Media Release 14 March 2012
Family First NZ is concerned that a recidivist child abuser who has refused rehabilitation and has been assessed as a medium-high risk of reoffending will pose a significant risk to children and families when he is released on Saturday, and are calling for an urgent law change proposed by National last year in order to protect families.
Graeme Purvis of Dunedin was jailed for three years in 2009 for possessing, making and distributing images of child sexual abuse and rape, and attempting to sexually groom a teenage girl. Purvis will be released this week after his third term in jail for child pornography or sexual abuse-related offences since 2002.

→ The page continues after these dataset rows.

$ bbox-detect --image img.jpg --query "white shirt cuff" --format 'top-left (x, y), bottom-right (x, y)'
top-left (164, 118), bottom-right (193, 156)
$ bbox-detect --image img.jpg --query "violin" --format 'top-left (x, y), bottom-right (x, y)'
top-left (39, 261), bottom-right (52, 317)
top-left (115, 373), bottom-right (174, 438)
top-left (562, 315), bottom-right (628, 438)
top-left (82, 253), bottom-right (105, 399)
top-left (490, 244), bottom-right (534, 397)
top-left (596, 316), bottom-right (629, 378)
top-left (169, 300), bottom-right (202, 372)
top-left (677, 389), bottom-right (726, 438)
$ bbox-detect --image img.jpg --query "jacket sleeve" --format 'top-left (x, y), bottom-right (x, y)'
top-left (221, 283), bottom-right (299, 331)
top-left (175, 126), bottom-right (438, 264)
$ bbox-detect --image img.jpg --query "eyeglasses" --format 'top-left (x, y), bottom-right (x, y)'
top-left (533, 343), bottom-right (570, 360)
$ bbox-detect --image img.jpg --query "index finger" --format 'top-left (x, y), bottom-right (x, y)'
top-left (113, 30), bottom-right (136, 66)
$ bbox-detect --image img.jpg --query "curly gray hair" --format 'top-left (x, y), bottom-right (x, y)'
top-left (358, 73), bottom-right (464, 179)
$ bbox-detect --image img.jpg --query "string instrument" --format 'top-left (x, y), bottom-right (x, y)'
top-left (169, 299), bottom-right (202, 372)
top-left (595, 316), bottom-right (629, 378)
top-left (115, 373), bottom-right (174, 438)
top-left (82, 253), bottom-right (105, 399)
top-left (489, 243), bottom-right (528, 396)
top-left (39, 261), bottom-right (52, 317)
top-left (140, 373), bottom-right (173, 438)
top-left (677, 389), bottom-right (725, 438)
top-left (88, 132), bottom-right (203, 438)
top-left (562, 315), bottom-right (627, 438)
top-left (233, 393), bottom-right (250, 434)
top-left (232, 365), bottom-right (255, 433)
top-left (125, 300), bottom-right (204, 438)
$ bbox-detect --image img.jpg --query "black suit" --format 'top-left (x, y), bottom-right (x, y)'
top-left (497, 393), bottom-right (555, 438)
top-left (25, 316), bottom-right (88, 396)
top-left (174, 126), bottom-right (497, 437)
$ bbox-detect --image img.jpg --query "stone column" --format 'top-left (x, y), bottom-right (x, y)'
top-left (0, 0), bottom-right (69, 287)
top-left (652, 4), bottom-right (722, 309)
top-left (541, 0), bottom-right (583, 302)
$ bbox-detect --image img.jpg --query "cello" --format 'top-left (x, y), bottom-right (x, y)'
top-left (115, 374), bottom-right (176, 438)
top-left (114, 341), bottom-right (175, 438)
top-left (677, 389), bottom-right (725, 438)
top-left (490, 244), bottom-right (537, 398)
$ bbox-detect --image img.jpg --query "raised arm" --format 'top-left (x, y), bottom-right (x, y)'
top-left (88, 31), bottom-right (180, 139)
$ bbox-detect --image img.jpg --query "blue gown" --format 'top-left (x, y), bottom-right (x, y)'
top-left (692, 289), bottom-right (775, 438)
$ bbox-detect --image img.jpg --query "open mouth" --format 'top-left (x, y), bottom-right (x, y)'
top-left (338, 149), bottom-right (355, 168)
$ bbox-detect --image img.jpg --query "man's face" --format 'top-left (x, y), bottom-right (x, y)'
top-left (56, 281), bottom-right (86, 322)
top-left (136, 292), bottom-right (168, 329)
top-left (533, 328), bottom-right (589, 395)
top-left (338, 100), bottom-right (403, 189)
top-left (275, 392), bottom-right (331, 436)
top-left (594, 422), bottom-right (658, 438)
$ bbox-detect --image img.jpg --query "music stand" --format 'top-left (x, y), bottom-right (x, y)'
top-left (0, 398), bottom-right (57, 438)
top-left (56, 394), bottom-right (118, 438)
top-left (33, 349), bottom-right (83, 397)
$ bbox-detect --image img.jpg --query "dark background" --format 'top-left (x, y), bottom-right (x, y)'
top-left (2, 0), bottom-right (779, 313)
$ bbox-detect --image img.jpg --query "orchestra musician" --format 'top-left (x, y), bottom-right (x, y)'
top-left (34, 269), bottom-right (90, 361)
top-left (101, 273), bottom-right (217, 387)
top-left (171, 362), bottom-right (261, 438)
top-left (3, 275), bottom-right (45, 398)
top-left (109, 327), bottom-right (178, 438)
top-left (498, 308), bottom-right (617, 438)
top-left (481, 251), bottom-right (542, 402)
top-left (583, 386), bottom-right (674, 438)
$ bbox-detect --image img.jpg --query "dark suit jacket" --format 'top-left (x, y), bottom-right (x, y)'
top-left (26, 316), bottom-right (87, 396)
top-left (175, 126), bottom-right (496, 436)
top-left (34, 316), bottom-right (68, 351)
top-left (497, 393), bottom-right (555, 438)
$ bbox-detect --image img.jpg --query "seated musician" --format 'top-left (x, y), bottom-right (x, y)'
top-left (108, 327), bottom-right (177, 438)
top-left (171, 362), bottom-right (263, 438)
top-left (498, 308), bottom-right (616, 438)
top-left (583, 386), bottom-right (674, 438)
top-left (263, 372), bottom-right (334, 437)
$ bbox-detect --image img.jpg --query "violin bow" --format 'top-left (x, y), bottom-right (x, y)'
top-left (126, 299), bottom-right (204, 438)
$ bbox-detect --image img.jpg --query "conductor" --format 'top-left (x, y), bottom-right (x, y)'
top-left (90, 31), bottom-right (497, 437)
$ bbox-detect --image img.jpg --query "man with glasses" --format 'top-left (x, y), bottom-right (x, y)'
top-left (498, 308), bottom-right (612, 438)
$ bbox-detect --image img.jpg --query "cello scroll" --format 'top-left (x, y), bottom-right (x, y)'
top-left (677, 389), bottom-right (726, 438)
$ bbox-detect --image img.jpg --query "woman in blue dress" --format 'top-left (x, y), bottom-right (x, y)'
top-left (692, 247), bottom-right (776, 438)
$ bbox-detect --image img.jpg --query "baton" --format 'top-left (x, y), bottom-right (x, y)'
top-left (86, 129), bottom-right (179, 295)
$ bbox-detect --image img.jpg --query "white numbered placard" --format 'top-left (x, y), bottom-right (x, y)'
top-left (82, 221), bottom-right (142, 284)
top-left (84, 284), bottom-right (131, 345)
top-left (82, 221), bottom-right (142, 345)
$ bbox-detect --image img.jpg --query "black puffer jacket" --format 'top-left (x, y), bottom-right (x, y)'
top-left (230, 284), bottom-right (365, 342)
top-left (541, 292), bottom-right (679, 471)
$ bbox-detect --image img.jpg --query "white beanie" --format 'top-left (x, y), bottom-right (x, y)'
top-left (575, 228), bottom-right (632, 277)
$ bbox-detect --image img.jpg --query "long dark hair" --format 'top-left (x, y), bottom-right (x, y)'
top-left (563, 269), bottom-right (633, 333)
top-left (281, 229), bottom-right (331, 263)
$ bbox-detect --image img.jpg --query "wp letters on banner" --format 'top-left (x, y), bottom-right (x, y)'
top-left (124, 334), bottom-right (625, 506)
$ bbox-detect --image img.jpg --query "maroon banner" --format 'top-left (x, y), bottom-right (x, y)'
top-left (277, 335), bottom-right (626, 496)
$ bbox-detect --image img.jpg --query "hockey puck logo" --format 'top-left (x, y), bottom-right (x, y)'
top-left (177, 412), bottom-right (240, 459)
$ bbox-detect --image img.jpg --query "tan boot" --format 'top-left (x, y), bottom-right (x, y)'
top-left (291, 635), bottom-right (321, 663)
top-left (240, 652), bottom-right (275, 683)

According to the Otago Daily Times, on the first two occasions, he breached release conditions by contacting a young person when prohibited and accessing the internet. Images and personal details of girls from the Dunedin area, obtained from social networking sites, were also discovered. Some still pictures were of young children, with videos showing a range of child abuse, including the rape of children, and bestiality.
“Mr Purvis may have served his time but the Parole Board obviously still see him as an incredible risk – and families in the community should not be subjected to this level of risk,” says Bob McCoskrie, National Director of Family First NZ.
“His resistance to offers of rehabilitation, the seriousness of the offending, the repetitive nature of his offending, and the Parole Board’s own assessment that he is medium-high risk is ample proof that the welfare of families is not being considered when releasing Mr Purvis in to the community.”
“The justice system owes it to the public that offenders are only released when the safety of families can be assured. As there is no guarantee in this case, and with the rejection of any rehabilitative work by the offender, we should not take the risk,” says Mr McCoskrie.
“This is not punishing people for crimes they haven’t committed, as previously claimed by the Greens. This is recognising that the rehabilitation necessary for serious offenders must take place before their freedom is granted.”
Family First is encouraging the Minister of Justice Judith Collins to follow up on a pre-election pledge of introducing civil detention orders whereby the court would order offenders to a civil detention centre where they would remain until the Parole Board deemed them no longer a risk to the community.